A Texas landowner recently came across a gray and black rattlesnake curled up on a tree and quickly realized there’s “something a little different” about it, according to wildlife officials.
There’s no shortage of rattlesnakes in Texas, but few people ever encounter the ornate black-tailed rattlesnake, an official with the Kerr & Mason Mountain Wildlife Management areas said in a Sept. 15 Facebook post. The snake was spotted close to the town of Hunt, in Kerr County, the post said.
“I don’t believe I have ever seen one in this area or heard of anyone else that had,” the official said.

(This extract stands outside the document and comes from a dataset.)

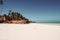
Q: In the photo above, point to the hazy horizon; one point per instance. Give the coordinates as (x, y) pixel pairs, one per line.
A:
(35, 10)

The ornate black-tailed rattlesnake, also known as the eastern black-tailed rattlesnake, can be found across much of Mexico, most of Nevada and a large portion of New Mexico, according to officials.
But their range can also extend into Texas, their territory like an arm reaching from El Paso to central Texas, a map shows. And within that arm, sightings are much more rare than elsewhere, according to data on iNaturalist.
An ornate black-tail sighting near Jonestown in 2019 made headlines, as it was the first time the snake species had been seen in Travis County since 1953, KVUE reported at the time.
Compared to the common western diamondback rattlesnake, the ornate black-tail has a more gentle disposition, officials say, though it would still be foolish to go near one.
“This snake is considered one of the more docile of the rattlesnakes and reported to have less toxic venom relative to the diamondback,” the post said. “Just when you think you have seen just about every animal in your region, you still can get some surprises.”
The town of Hunt is roughly 115 miles west of Austin.